On Fri 07/Jan/2022 19:56:33 +0100 Brandon Long wrote:
On Fri, Jan 7, 2022 at 1:40 AM Alessandro Vesely <ves...@tana.it> wrote:
On Thu 06/Jan/2022 20:02:48 +0100 Brandon Long wrote:
On Thu, Jan 6, 2022 at 5:55 AM Alessandro Vesely <ves...@tana.it> wrote:
On Wed 05/Jan/2022 21:25:35 +0100 Brandon Long wrote:
On Wed, Jan 5, 2022 at 10:49 AM Alessandro Vesely <ves...@tana.it> wrote:
On Wed 05/Jan/2022 00:32:57 +0100 Brandon Long wrote:
There is the dmarc address that Google itself uses,
dmarc-nore...@google.com <mailto:dmarc-nore...@google.com>, it
sometimes has the same rejections. I haven't checked recently, but
wouldn't surprise me. Indeed, the problem occurs at midnight in the
most popular time zones, more in the various US ones than in Europe.
Jittering your sends to not be on the hour is a good idea for everyone
sending dmarc reports.
Actually there is a random sleep at the beginning. The short time it
delays should be enough to avoid hardware problems, especially at
major computer centers.
I don't know the state now, but 2.5x the average load of the Gmail
receive pipeline on the hour, and 1.5x on the half hour was not
uncommon, and was over 5-10 minutes.
Peaks for individual accounts for individual things are much
higher, and backoffs take their time to go through as well.

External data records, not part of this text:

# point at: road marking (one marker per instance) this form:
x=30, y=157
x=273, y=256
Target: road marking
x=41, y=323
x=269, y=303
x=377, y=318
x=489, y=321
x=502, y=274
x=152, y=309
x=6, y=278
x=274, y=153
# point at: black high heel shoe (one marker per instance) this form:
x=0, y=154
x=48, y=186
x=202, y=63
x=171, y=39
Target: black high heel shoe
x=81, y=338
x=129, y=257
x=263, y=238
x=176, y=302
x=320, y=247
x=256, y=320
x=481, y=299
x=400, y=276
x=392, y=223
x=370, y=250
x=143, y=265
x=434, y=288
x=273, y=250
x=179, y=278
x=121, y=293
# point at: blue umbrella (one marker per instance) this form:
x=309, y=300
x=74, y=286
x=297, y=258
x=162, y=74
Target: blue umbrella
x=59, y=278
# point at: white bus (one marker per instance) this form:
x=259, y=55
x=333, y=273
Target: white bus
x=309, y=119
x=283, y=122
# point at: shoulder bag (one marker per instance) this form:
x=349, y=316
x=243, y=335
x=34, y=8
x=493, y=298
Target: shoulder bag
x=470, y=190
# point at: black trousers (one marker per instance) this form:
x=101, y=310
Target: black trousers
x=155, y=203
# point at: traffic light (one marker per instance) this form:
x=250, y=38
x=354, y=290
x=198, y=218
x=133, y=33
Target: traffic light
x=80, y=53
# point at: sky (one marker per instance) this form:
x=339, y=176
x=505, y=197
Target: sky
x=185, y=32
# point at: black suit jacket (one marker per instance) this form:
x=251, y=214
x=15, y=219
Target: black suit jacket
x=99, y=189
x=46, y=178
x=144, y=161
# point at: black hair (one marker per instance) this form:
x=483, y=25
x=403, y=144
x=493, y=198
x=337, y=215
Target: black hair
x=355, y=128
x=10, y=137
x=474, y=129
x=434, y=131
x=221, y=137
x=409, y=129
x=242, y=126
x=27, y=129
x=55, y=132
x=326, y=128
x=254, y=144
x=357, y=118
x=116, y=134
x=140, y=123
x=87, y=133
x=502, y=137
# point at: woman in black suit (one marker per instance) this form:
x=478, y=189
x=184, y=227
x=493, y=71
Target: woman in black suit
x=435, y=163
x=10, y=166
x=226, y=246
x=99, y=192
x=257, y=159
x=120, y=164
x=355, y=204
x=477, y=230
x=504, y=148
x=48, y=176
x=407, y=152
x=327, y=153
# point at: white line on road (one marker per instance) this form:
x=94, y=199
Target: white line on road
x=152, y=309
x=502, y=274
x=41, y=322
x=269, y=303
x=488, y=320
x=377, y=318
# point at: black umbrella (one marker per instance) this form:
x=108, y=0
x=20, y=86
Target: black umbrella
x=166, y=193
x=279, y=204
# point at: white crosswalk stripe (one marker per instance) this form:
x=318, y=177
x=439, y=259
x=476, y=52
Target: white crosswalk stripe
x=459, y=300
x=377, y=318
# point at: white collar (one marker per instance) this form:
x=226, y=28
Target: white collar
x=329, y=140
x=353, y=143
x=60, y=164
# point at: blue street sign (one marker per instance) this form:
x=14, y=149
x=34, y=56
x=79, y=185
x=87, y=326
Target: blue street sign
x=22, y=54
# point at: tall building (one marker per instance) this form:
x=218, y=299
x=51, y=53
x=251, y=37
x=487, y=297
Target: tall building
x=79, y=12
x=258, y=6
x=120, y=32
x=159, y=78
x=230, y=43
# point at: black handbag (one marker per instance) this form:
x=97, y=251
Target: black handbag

That's one point I'd be curious to understand. If a server is on the
ropes, not accepting connections or replying 421 to EHLO would be
fair. Delaying the whole incoming queue from that server would be an
advantage, in that situation. Checking the rate of a given recipient
before delaying or rejecting must have a different reason; it's not
because the hardware doesn't support higher volumes...
There's a reverse proxy in front of our smtp servers which does
load balancing, and the connection itself can be retried on other
servers... but yes, sometimes the individual server rejects a
connection early for capacity issues, or at data content if the
message is large enough to put the server at memory risk
(obviously we try to reject earlier if they send a SIZE= or use
BDAT). The smtp servers are also recipient agnostic and stateless,
so any server will do. >
This isn't about the individual smtp server, it's about the
individual backend account and the shared resources that serve that
particular account. Fair sharing is always complicated.
Thanks for sharing, although that info doesn't clarify on what
principle are based the tactics to delay messages so that they don't
accumulate in a short interval of time, even when there are no
capacity issues.
In a multi-hop system, you need flow control in order to push back on new
requests... but adding a queue means that pushback based flow control
would need to be based on the queue size, but having a world-wide
distributed queue makes keeping track of the queues for each individual
user very expensive... rate based flow control is an alternative, though it
also requires distributed global state... but that system is already needed
for a variety of other use cases.
The downstream shared resources are also complicated and may change
over time (consider primary/secondary fail-over or cell failures) or that a
user may be forwarding their mail to yet another account.
It's also much easier for customers to reason about an individual account limit
than shared limits... and also easier to know whether the system is failing
to handle the limits.
Having circuit breakers is also a good practice.
Fair enough. Thank you for a clear explanation.